Richard Graham wrote:
Re: [OMPI devel] shared-memory allocations
The memory allocation is intended to take
into account that two separate procs may be touching the same memory,
so the intent is to reduce cache conflicts (false sharing)
Got it. I'm totally fine with that. Separate cachelines.
and put the memory close to the process that
is using it.
Problematic concept, but ... okay, I'll read on.
When the code first went in, there was no
explicit memory affinity implemented, so first-touch was relied on to
get the memory in the “correct” location.
If I remember correctly, the head and the
tail each are written to be a different process, and is where the
pointers and counters used to manage the fifo are maintained. They
need to be close to the writer, and on separate cache lines, to avoid
Why close to the writer (versus reader)?
Anyhow, so far as I can tell, the 2d structure ompi_fifo_t
fifo[receiver][sender] is organized by receiver. That is, the main
ompi_fifo_t FIFO data structures are local to receivers.
But then, each FIFO is initialized (that is, circular buffers and
associated allocations) by senders. E.g.,
In the call to ompi_fifo_init(), all the circular buffer (CB) data
structures are allocated by the sender. On different cachelines --
even different pages -- but all by the sender.
Specifically, one accesses FIFO on the receiver side then follow
pointers to the senders side. Doesn't matter if you're talking head,
tail, or queue.
The queue itself is accessed most often by
You mean because it's polling often, but writer writes only once?

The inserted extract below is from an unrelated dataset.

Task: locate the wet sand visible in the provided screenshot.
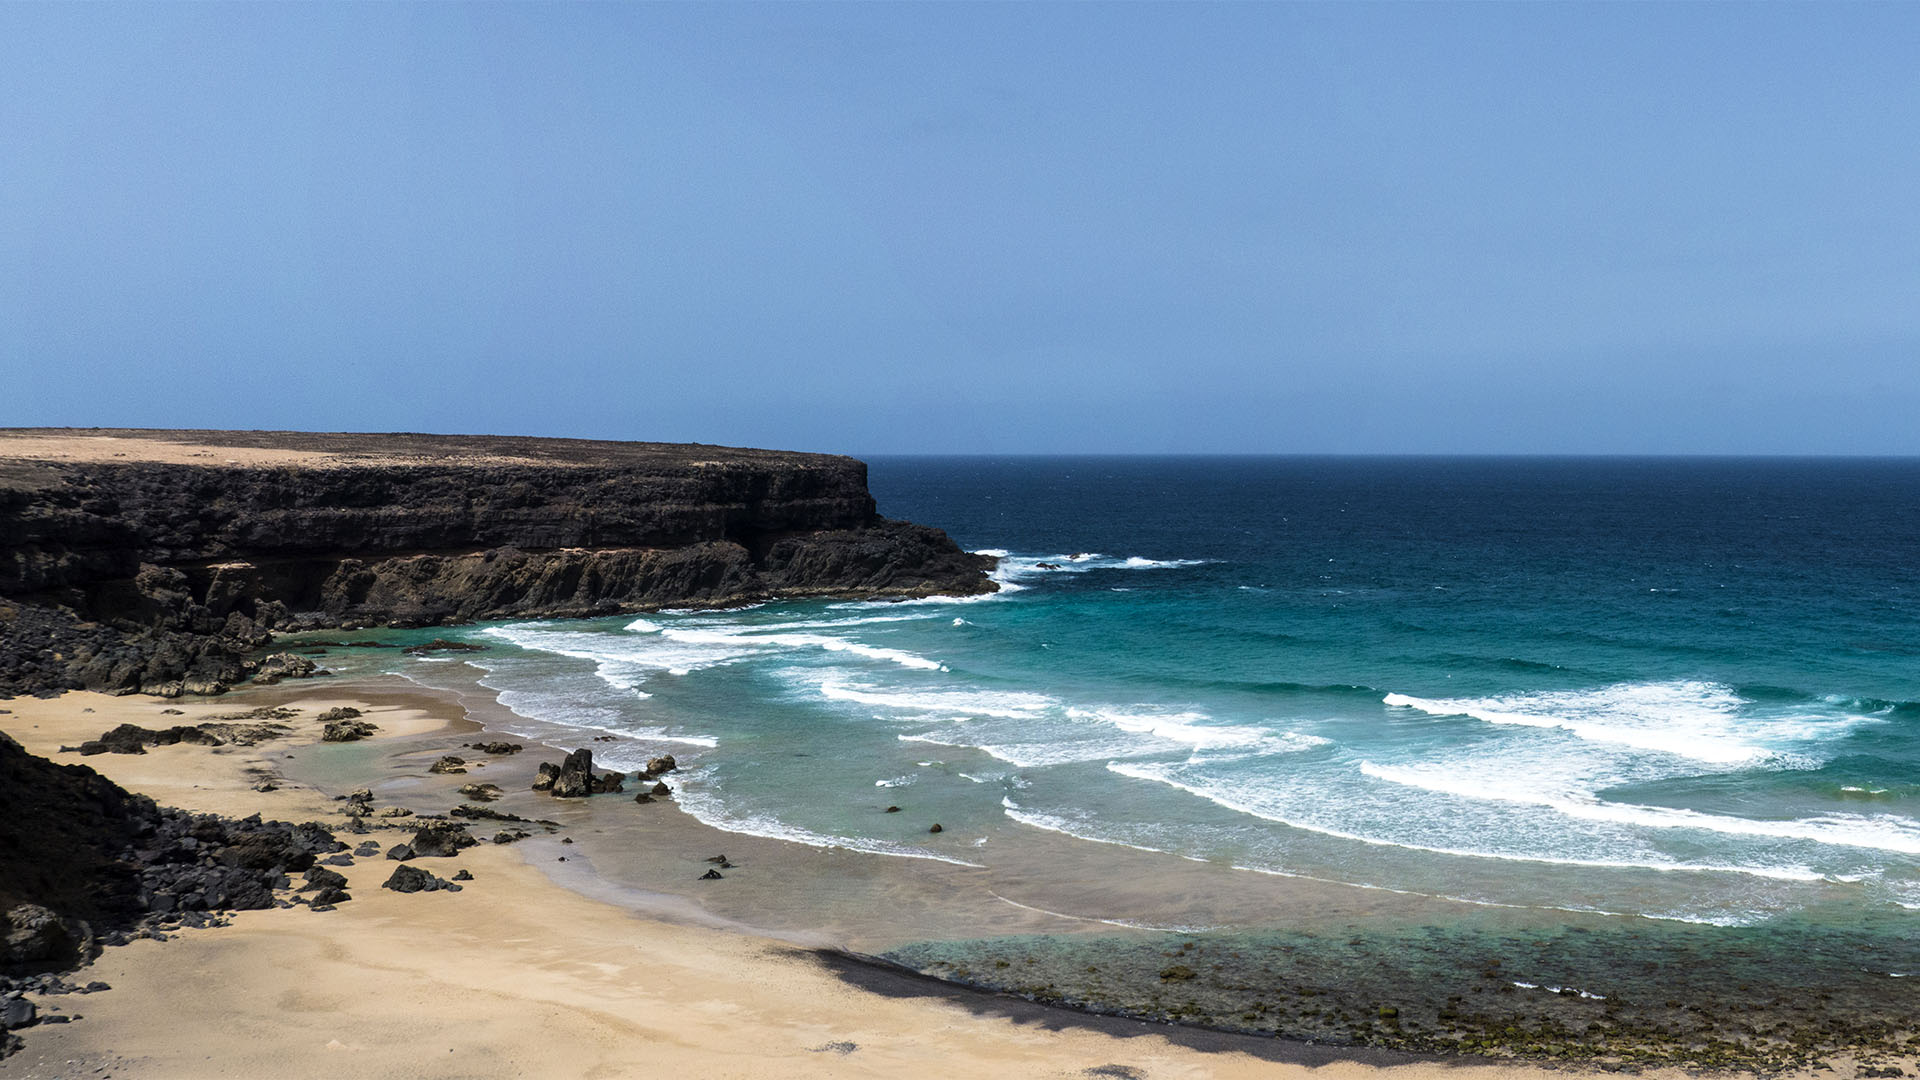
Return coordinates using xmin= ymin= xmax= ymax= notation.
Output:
xmin=0 ymin=681 xmax=1616 ymax=1080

so it should be closer to the reader.
Are there measurements to substantiate this? Seems to me that in a
cache-based system, a reader could poll on a remote location all it
wanted and there'd be traffic only if the cached copy were
invalidated. Conceivably, a transfer could go cache-to-cache and not
hit memory at all. I tried some measurements and found no difference
for any location -- close to writer, close to reader, or far from both.
I honestly don’t remember much about the
wrapper – would have to go back to the code to look at it. If we no
longer allow multiple fifo per pair, the wrapper layer can go away – it
is there to manage multiple fifo’s per pair.
There is support for multiple circular buffers per FIFO.
As far as granularity of allocation – it
needs to be large enough to accommodate the smallest shared memory
hierarchy, so I suppose in the most general case this may be the
tertiary cache ?
I don't get this. I understand how certain things should be on
separate cachelines. Beyond that, we just figure out what should be
local to a process and allocate all those things together. That takes
us from 3*n*n allocations (and pages) to just n of them.
No reason not to allocate objects that need
to be associated with the same process on the same page, as long as one
avoids false sharing.
So seems like each process could have all of
it’s receive fifo’s on the same page, and these could share the also
with either the heads, or the tails of each queue.
I will propose some specifics and run them by y'all. I think I know
enough to get started. Thanks for the comments.